Tiergesundheit

Baden mit Hund

31.05.2018

Menschen gehen bei heißen Temperaturen gerne baden – und viele Hunde auch. Aber genau wie für Menschen müssen auch für Hunde ein paar Regeln beachtet werden.

Auch bei Hunden gibt es Wasserratten und -muffel: Manche Hunde haben schon die Nase voll, wenn das Wasser nur ihre Pfoten berührt, andere legen sich gerne ins kühle Nass und wiederum andere bekommt man aus dem Wasser gar nicht mehr heraus. Vor dem Baden muss allerdings abgeklärt werden, ob Hunde an der betreffenden Stelle baden dürfen. Das gilt für Strände, aber auch für Badeseen und andere Gewässer. Häufig gibt es extra ausgewiesene Strandabschnitte, wo auch Hund mit ins Wasser darf. In Naturschutzgebieten gilt generelles Badeverbot. Röhrichte und Schilfbereiche sollten ebenfalls zum Schutz der dort lebenden Pflanzen und Tiere gemieden werden. Wenn es wegen mangelnder Wasserqualität zu Badeverboten kommt (zum Beispiel durch Algen), dann bleibt der Hund ebenfalls an Land.

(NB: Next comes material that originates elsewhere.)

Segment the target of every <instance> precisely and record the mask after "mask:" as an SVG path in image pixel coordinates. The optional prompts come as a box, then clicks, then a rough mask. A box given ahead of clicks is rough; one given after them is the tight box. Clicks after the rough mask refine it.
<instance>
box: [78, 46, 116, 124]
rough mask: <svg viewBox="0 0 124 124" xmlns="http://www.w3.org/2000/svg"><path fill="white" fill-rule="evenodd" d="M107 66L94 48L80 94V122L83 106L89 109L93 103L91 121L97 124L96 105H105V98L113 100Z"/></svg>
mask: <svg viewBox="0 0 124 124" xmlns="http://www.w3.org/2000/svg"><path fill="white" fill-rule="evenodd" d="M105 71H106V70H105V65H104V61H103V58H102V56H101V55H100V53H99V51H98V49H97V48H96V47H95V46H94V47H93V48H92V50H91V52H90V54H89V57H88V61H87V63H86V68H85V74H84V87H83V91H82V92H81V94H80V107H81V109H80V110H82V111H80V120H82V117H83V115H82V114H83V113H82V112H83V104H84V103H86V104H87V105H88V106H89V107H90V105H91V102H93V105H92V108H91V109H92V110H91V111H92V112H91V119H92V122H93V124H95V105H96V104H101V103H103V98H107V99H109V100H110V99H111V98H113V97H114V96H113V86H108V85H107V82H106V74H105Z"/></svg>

Hat man den passenden Platz gefunden, heißt es zunächst einmal langsam abkühlen. Denn auch der Hund muss erst langsam an das kalte Wasser gewöhnen. Also erst mal am Ufer plantschen und nicht sofort das Apportel ins Wasser werfen. Auch sollten seit dem letzten Füttern mindestens zwei Stunden vergangen sein. Halsband oder Geschirr werden vor dem Badegang ausgezogen, damit sich der Hund nicht darin verfängt. Dass der Hund gut erzogen ist, versteht sich von selbst.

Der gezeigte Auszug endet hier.